The usefulness of cardiac troponin and NT-proBNP as prognostic markers in CHF is well recognized [
37]. Similarly, biochemical markers of myocardial injury have been associated with higher mortality in SARS-CoV-2 infection suggesting their potential role as a risk stratification tool [
18,
32,
38,
39]. There is scarce data about the prognostic value of these biomarkers in CHF patients with COVID-19. Dong et al. has described severe myocardial injury in patients with end-stage HF during COVID-19 and its association with disease progression and mortality [
15]. In our HF cohort, 84% of patients had Hs-TnT measurement above normal values, probably due to preceding myocardial injury and more susceptible myocardium to virus insult. Although troponin values should be interpreted with caution in CHF population due to chronic myocardial injury [
18], it seems to be a relationship between Hs-TnT on admission and prognosis. In fact, Hs-TnT levels below normal range were associated with better prognosis in the present study. Considering that the Hs-TnT cut-off value identified by ROC curves was rather low and associated with low sensitivity and specificity, we consider that the easiest approach would be to consider any patients with Hs-TnT above > 14 ng/L as a high-risk patient. The majority of previous studies focused on troponin release as the biomarker associated with acute myocardial injury in non-selected populations [
4,
18]. A recent study that focused on CHF patients admitted to hospital with SARS-CoV2 infection shows an association between increased troponin concentrations and in-hospital mortality in this specific population. However, NT-proBNP was not significantly associated with mortality [
11]. The prognostic value of NT-proBNP in viral respiratory infections has been previously described [
40]. A recent study conducted in a non-selected population of patients admitted to hospital with SARS-CoV2 infection underlined that a NT-proBNP level > 300 pg/mL on admission was an independent predictor of mortality or need for mechanical ventilation. The authors also emphasize that the NT-proBNP even improved the prognostic accuracy of Hs-TnT for the outcomes analyzed [
32]. In patients with severe COVID-19, an NT-proBNP > 88.64 pg/mL on admission was independently associated with in-hospital mortality suggesting its usefulness as a specific index of COVID19 disease severity [
41]. The overall median NT-proBNP described in the present study was high in both groups probably due to old age and high prevalence of CV risk factors and disease in our population. As expected, NT-proBNP levels were higher in CHF patients. However, a cut-off of NT-ProBNP > 2598 ng/dL on admission was strongly associated with poor prognosis in CHF patients infected with SARS-CoV-2.

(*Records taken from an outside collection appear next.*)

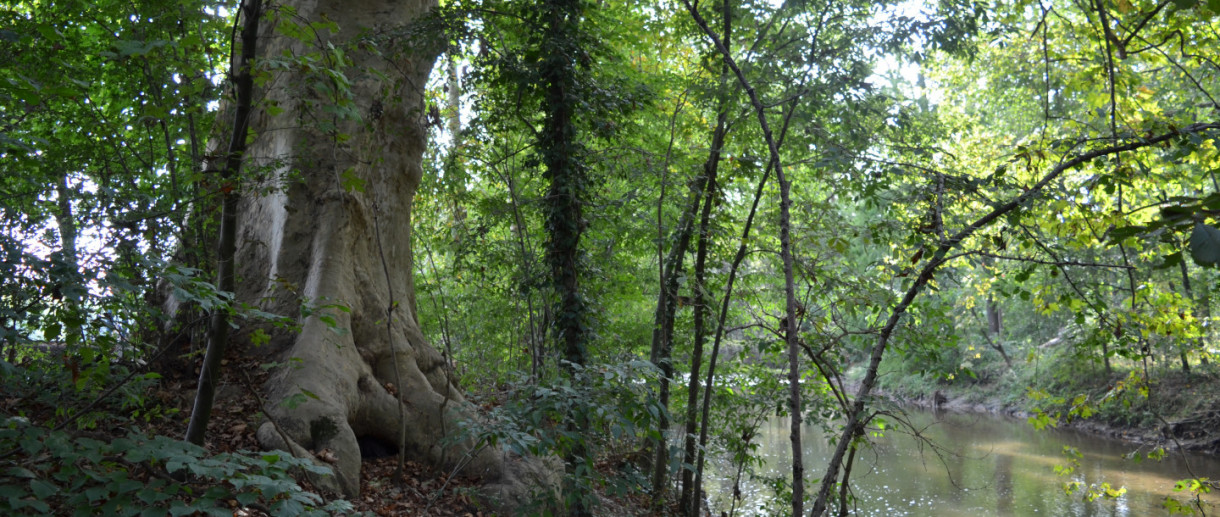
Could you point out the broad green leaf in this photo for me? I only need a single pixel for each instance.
(1205, 245)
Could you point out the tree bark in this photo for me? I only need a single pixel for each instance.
(226, 248)
(711, 166)
(326, 238)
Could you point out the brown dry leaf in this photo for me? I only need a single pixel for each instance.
(327, 456)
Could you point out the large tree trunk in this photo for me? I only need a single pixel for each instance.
(332, 227)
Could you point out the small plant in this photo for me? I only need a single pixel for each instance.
(44, 472)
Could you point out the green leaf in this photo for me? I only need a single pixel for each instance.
(42, 489)
(1205, 245)
(1171, 260)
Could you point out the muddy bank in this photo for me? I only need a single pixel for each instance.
(1197, 432)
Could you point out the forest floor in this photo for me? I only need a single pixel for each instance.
(420, 490)
(1173, 410)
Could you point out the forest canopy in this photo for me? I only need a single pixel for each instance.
(503, 235)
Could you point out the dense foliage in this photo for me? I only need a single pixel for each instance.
(1019, 195)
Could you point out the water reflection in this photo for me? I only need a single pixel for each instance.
(970, 465)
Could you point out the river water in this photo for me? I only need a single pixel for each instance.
(971, 465)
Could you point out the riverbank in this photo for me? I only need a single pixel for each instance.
(1174, 411)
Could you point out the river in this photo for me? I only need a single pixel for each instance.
(971, 465)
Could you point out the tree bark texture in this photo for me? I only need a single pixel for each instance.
(326, 237)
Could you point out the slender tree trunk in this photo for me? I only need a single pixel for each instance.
(1198, 343)
(563, 157)
(688, 489)
(663, 326)
(798, 470)
(217, 333)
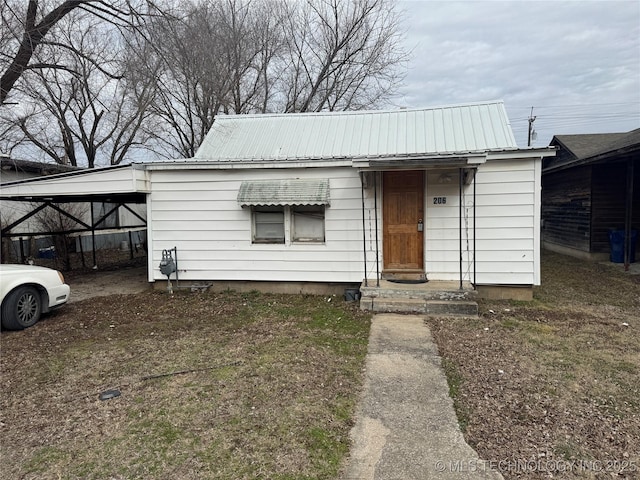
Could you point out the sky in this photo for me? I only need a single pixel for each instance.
(577, 63)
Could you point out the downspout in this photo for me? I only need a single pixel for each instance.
(364, 231)
(474, 228)
(628, 217)
(375, 209)
(460, 180)
(93, 238)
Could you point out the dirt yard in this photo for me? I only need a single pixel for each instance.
(543, 389)
(551, 388)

The present clinical study has certain limitations. This is a single center study with a relatively small sample size; therefore, these results would benefit from a validation cohort. Biomarkers results should be interpreted with caution because we only focused on a single measurement on admission without being systematically collected in all patients. Finally, given the difficulty in establishing a HF diagnosis in the setting of acute respiratory failure and pulmonary infiltrates, it is possible that episodes of acute HF were not identified.